Foreign Permanent Establishment Exemption
To avoid potential international double taxation, Resident Persons (companies) in the UAE can make an election to exempt income derived from their Foreign Permanent Establishments from Corporate Tax. The election must apply to all Permanent Establishments that meet the Subject to Tax requirement. A Resident Person may not elect to apply the exemption for specific Permanent Establishments. exemption covers income, associated expenditure, and losses related to these establishments. However, it's essential to note that any Foreign Tax Credit that would have been available without this election will not be accessible.
When determining income and expenses, the Resident Person and its Foreign Permanent Establishments are treated as separate entities, and transactions between them must be valued at Market Value. The election to exclude income, expenses, and losses applies only to Foreign Permanent Establishments subject to Corporate Tax or a similar tax rate of at least 9% in the foreign country.
Foreign Tax Credit Calculation
The Foreign Tax Credit allows UAE Resident Persons to reduce their Corporate Tax liability by the amount of foreign taxes paid on foreign-sourced income that hasn't been exempted. This relief is unilateral and doesn't depend on Double Taxation Agreements. To utilize the Foreign Tax Credit, foreign income must be included in the UAE Resident Person's Taxable Income. The Corporate Tax due is then calculated based on the overall Taxable Income, with the Foreign Tax Credit subtracted from the Corporate Tax Payable.
Double Taxation Agreements
The UAE has entered into Double Taxation Agreements with numerous countries to mitigate the impact of double taxation. These agreements typically provide for methods to eliminate double taxation, such as the exemption method, the credit method, or a combination of both, depending on the nature of income and specific provisions in the agreement.

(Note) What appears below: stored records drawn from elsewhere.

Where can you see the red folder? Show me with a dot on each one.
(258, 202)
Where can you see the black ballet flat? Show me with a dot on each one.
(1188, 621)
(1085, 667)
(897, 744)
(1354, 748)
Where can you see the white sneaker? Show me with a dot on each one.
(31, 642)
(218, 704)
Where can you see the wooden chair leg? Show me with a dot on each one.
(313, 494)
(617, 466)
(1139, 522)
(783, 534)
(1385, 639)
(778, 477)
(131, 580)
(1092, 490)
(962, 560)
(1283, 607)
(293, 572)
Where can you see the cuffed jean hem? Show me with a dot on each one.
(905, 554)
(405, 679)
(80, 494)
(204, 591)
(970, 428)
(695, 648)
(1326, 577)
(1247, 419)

It's important to note that the provisions of Double Taxation Agreements take precedence over the Corporate Tax Law if they are inconsistent, following international norms.
Record-Keeping
UAE Taxable Persons are required to maintain thorough records for claiming the Foreign Tax Credit. These records may include Withholding Tax certificates, payment statements, or assessments from foreign tax authorities.